Setiap manusia sangat kuat menghadapi sesuatu yang mereka jalani begitu berat, setiap orang akan menangis jika mengalami tragedi, diputusin pacar atau bahkan sakit gigi tetapi apa yang mereka rasakan tak sesakit ketika kehilangan orang yang sangat kita cintai di dalam hidup kita, orang yang sangat kita percayai dan orangnya merupakan separuh belahan jiwa raga dan napas kita yakni seorang “ibu”. Ya, ibu, I-B-U. Seseorang yang sangat spesial dalam kehidupan kita, cinta pertama kita ada di dalam dirinya. Kita yang sehari-hari bersamanya tak bisa lepas dari pelukan ibunda, ketika merantau dan jauh darinya hati kita merasa kesepian dan bakal rindu sekali tak bisa sehari saja tak memikirkannya, bertanya-tanya dalam hati ketika sedang bekerja “bagaimana keadaan ibu disana ya?” “apa hari ini dia makan enak?” ketika kita sedang makan enak di restoran akan terpikirkan tentang ibu, hati saya ingin memberikan kepadanya tetapi saya sadar tak berada didekatnya. Sangat sedih tetapi kita bekerja juga demi membahagiakan ibu kita tercinta, bukan?

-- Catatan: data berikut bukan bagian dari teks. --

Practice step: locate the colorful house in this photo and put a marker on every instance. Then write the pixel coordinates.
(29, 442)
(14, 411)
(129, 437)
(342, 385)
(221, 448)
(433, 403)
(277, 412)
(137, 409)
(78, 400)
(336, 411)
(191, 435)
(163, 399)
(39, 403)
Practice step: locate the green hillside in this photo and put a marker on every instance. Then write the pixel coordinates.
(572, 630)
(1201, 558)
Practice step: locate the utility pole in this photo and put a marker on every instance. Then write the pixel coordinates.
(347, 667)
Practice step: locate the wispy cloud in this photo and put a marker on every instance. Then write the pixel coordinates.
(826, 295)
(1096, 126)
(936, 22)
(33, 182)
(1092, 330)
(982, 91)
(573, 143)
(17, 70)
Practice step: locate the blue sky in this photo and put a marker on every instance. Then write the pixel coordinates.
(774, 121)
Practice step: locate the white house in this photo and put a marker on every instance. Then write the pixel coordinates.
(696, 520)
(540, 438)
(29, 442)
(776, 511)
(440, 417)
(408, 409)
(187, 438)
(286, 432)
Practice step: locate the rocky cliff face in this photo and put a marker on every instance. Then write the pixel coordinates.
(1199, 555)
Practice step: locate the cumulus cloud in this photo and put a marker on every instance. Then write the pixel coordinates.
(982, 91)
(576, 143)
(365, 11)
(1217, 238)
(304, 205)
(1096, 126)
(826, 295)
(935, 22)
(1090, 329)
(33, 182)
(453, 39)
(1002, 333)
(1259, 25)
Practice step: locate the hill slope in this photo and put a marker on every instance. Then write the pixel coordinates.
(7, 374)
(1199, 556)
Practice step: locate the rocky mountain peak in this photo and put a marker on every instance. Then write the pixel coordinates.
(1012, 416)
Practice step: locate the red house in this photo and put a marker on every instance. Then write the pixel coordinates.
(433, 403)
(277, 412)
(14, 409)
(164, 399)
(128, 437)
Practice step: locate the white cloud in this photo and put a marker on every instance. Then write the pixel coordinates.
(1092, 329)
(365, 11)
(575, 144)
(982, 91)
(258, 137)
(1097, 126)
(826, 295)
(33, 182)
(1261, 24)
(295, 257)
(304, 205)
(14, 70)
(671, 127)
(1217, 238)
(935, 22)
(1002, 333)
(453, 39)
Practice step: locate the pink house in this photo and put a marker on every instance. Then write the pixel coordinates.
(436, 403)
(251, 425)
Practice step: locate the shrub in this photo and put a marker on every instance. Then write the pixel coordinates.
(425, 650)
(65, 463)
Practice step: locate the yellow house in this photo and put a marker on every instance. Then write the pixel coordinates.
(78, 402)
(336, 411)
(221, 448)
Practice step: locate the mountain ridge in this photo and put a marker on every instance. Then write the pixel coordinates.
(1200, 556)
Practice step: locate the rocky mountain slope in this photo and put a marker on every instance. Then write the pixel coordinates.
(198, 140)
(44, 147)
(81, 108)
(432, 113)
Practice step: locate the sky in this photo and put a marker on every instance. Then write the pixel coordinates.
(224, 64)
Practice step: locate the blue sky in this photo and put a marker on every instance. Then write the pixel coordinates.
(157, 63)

Sore hari, langit Jakarta sangat bagus untuk mata memandang sunset diantara gedung-gedung pencakar langit yang menjulang tinggi, saya bekerja sebagai sekretaris suatu perusahaan dengan gaji UMR. Saya lahir di Surabaya, Jawa Timur dan sudah 7 tahun menetap di Jakarta sudah menjadi makanan sehari-hari jika macet, menghirup polusi kendaraan saat berjalan kaki untuk menuju halte Transjakarta. Jika saya sudah gajian tak lupa untuk memberi bagian jatah uang kepada ibu dan juga keponakan di kampung pastinya, sekarang saya yang membantu ibu mengirim uang karena bapak saya sudah meninggal ketika saya berumur 11 tahun. Di kampung ibu juga berjualan nasi goreng dan warung grosir yang dibantu oleh keponakannya serta adik ipar saya bersama istrinya yaitu adik kandung saya.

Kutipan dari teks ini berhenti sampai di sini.